In fact, the title of his book could be drawn from his own life. At 19, he was a high school dropout with dreams of writing science fiction. When a creative writing class at his community college was full, he enrolled in the only available course: psychology. He found his passion there, earned a doctorate in social psychology in 1985 at Princeton, and has since won a Guggenheim Fellowship and the Phi Beta Kappa teaching prize for his work at Harvard. He has written essays and articles for The New York Times, Time and even Starbucks, while continuing his research into happiness at his Hedonic Psychology Laboratory.
What others say
“Gilbert’s elbow-in-the-ribs social-science humor is actually funny. … But underneath the goofball brilliance, [he] has a serious argument to make about why human beings are forever wrongly predicting what will make them happy.”
— New York Times Book Review
Dan Gilbert, author of “Stumbling on Happiness,” challenges the idea that we’ll be miserable if we don’t get what we want. Our “psychological immune system” lets us feel truly happy even when things don’t go as planned.
He’s funny, he’s smart, he’s got data and it’s worth your time, here’s a transcript of the first minute of the talk.
00:11 When you have 21 minutes to speak, two million years seems like a really long time. But evolutionarily, two million years is nothing. And yet in two million years, the human brain has nearly tripled in mass, going from the one-and-a-quarter pound brain of our ancestor here, Habilis, to the almost three-pound meatloaf that everybody here has between their ears. What is it about a big brain that nature was so eager for every one of us to have one?
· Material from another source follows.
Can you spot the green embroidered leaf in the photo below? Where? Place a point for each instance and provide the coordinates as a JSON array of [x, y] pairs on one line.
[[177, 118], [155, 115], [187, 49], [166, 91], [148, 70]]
00:41 Well, it turns out when brains triple in size, they don’t just get three times bigger; they gain new structures. And one of the main reasons our brain got so big is because it got a new part, called the “frontal lobe.” Particularly, a part called the “pre-frontal cortex.” What does a pre-frontal cortex do for you that should justify the entire architectural overhaul of the human skull in the blink of evolutionary time?
01:06 It turns out the pre-frontal cortex does lots of things, but one of the most important things it does is an experience simulator. Pilots practice in flight simulators so that they don’t make real mistakes in planes. Human beings have this marvelous adaptation that they can actually have experiences in their heads before they try them out in real life. This is a trick that none of our ancestors could do, and that no other animal can do quite like we can. It’s a marvelous adaptation. It’s up there with opposable thumbs and standing upright and language as one of the things that got our species out of the trees and into the shopping mall.